A cursory glance confirms this: the industry’s largest investors are “crypto-native” companies with nowhere else to go, while the largest investor (a16z) has raised $4.5 billion for its fourth crypto fund to help it endure what it calls a “crypto winter”. Alan Howard, British billionaire and hedge fund manager, has also revealed that he has spent the past two years building a portfolio of investments in public and private markets, crypto tokens, NFTs, infrastructure, market making, trading software and more, and has no plans to to slow down.

“Cryptocurrency infrastructure was (and still is) heavily designed around the needs of retail traders. It was inefficient, cumbersome, illiquid and unable to handle the large-scale transactions that institutional investors need,” he added. I wanted a lower threshold for institutions to make it easier for them to enter the digital asset space.”

It seems unlikely that the political establishment will now retreat. On Tuesday, Cory Booker staffer Rashan A. Colbert went to Twitter as his boss took the stage to talk at the DC Blockchain Summit in 2022, summarizing the talking points “that he might be able to talk about”. Chief among these was that minorities, especially black people, “led the way in the adoption of digital assets,” that crypto was a commodity, not a security, and that it provided “incredible equalizing power and opportunity” for those not into the mainstream. traditional financial system.

When Spike Lee got it wrong and ran an ad for crypto ATMs last year, he used similar topics of conversation: black people, who, according to an FDIC survey, were underfunded because they didn’t have enough money for an account or hated unpredictable fees or distrusted banks, would feel at peace in an ecosystem dominated by volatile assets, unpredictable transaction costs and rampant fraud.

Not only were these talking points used earlier when the crypto markets were on the rise, but they were also used in the run-up to the housing crisis when lenders targeted minorities with subprime loans. As anti-crypto economist Paul Krugman noted, this was celebrated at the time as a way to open up homeownership to previously excluded groups, although they often didn’t understand how risky these products were. Since the bubble burst, black household wealth and home ownership have failed to recover — the COVID-19 pandemic has only made things worse.

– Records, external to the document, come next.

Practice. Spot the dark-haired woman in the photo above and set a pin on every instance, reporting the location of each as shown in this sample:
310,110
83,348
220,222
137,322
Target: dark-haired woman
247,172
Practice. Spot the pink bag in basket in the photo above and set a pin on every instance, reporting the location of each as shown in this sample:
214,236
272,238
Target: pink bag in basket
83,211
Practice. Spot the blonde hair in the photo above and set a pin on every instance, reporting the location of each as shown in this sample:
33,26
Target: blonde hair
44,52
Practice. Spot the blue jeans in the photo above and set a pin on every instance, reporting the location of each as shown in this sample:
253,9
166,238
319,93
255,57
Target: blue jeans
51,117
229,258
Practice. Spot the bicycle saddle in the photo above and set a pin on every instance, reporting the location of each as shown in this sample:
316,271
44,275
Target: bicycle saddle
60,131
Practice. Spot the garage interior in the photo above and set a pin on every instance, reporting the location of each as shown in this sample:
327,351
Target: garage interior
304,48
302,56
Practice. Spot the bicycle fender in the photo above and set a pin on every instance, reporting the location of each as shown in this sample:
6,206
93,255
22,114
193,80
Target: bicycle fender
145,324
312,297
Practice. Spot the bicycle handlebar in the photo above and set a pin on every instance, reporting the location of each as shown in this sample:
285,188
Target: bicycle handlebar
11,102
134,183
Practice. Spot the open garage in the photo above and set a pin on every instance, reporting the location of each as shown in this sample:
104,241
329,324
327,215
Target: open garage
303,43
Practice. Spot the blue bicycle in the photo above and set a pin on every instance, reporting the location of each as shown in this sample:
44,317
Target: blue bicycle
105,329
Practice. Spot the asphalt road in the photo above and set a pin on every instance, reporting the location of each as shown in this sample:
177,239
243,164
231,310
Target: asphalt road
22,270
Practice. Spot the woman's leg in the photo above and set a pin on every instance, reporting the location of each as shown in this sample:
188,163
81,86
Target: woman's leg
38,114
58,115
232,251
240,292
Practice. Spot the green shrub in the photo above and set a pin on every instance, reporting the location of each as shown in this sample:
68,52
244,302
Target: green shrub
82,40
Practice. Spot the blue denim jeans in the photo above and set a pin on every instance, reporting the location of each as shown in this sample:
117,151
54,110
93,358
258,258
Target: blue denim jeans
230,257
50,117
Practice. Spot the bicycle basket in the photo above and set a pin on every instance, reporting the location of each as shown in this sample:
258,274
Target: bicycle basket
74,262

In May, the Wall Street Journal suggested we could be witnessing the beginning of the end of NFTs given an ongoing decline in retail activity, but given the confluence of trends we mentioned above, it’s hard to see that happening. The reserve price for a Bored Ape Yacht Club NFT has dropped significantly but is still close to $200,000. A new NFT project called Goblintown.wtf (Goblin Town is what crypto investors call a major crash) has amassed a trading volume of $18 million. Motherboard reporter Maxwell Strachan has also written extensively about other incentives that could support NFT trading activity, namely speculation and capital raising in real estate and “metaverse” firms.

It’s worth repeating because of how incredible it is: Despite a six-month downturn that wiped out $1.6 trillion in crypto markets, we’re seeing investors who have everything to win rally investors who have everything to lose in a bid to to keep the crypto ecosystem afloat. We see attempts to paint crypto as a commodity rather than a security, rhetoric about financial inclusion for marginalized people despite rampant exploitation, the revival of projects that have already spectacularly imploded, and the revival of new projects that follow the beaten track. paths of past failures.

All this has led some crypto investors wonder if the bottom is really in it† with so much “fluff” in the air, there may be more left to fall to Earth. In any case, it is clear that no one has learned anything.